FDA has described its evolving approach to regulating digital health and decision support software in two new draft guidance documents: Clinical and Patient Decision Support Software and Changes to Existing Medical Software Policies Resulting From Section 3060 of the 21st Century Cures Act. These draft guidances announce the agency’s initial interpretation of the health software provisions enacted as part of last year’s 21st Century Cures Act and describe which digital health technologies FDA will regulate as “devices.”
Our alert discusses key takeaways from the draft guidances and implications for digital health technologies, including clinical decision support and patient decision support software, technologies that incorporate machine learning or AI, and digital health products marketed by pharmaceutical companies.
Here are a few noteworthy items from the draft guidance documents:
- Under FDA’s initial interpretation of the Cures Act, many clinical decision support (CDS) software functions could remain subject to FDA regulation.
- Dynamic digital health solutions, such as those that incorporate machine learning or artificial intelligence (AI), are not directly addressed in the drafts.
- FDA has proposed an enforcement discretion approach for decision support software aimed at patients, even though patient decision software (PDS) was not addressed directly in the Cures Act.
- Consistent with the Cures Act, many software functions that were previously subject to FDA enforcement discretion (i.e., not actively regulated as devices) no longer meet the definition of “device.”

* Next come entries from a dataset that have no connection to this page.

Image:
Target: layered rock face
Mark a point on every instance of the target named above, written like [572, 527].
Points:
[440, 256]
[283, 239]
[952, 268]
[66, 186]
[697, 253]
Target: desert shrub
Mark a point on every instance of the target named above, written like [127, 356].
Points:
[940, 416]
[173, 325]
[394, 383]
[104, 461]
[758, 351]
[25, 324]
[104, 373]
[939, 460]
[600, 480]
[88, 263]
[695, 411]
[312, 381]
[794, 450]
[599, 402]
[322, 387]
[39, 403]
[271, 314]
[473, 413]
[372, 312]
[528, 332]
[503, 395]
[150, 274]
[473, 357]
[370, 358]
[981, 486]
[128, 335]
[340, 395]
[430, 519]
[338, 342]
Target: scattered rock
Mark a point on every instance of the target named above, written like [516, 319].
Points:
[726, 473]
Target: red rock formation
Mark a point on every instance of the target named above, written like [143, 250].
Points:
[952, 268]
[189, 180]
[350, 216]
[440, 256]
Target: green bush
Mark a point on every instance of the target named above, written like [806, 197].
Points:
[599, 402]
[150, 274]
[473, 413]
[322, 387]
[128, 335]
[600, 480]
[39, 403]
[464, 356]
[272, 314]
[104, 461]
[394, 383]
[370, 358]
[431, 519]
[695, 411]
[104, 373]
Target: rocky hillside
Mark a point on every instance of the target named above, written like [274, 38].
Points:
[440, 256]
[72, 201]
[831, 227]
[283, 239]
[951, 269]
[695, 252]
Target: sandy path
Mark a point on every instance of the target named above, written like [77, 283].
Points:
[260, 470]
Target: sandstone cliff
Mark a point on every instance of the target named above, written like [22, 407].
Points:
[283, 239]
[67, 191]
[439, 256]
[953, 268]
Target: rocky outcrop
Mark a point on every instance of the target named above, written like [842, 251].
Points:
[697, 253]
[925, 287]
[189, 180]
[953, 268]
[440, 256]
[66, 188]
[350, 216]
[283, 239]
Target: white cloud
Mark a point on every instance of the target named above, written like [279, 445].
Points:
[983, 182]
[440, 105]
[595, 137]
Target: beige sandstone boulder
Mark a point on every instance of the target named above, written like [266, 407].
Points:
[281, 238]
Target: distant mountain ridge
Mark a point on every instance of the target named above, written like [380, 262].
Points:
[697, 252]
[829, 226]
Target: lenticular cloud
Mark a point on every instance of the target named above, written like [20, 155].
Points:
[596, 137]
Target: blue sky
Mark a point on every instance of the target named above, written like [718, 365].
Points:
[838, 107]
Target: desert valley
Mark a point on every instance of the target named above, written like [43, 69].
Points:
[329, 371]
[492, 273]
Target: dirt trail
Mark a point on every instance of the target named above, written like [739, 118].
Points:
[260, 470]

- Pharmaceutical companies should note that CDER joined one of the draft guidances, which states that FDA requirements beyond those outlined in the draft guidance may apply to digital health products disseminated by or on behalf of a drug sponsor.
- FDA indicates that its regulatory oversight of CDS software that analyzes physiological signals to provide diagnostic, prognostic and predictive functionalities could include algorithms that analyze and interpret genomic variations to determine a patient’s risk for a particular disease.
As discussed in our alert, companies who are marketing or developing digital health products should assess how FDA’s proposed policies may impact their product portfolio and consider submitting comments on the draft guidances. The FDA docket is open for comments until February 6, 2018.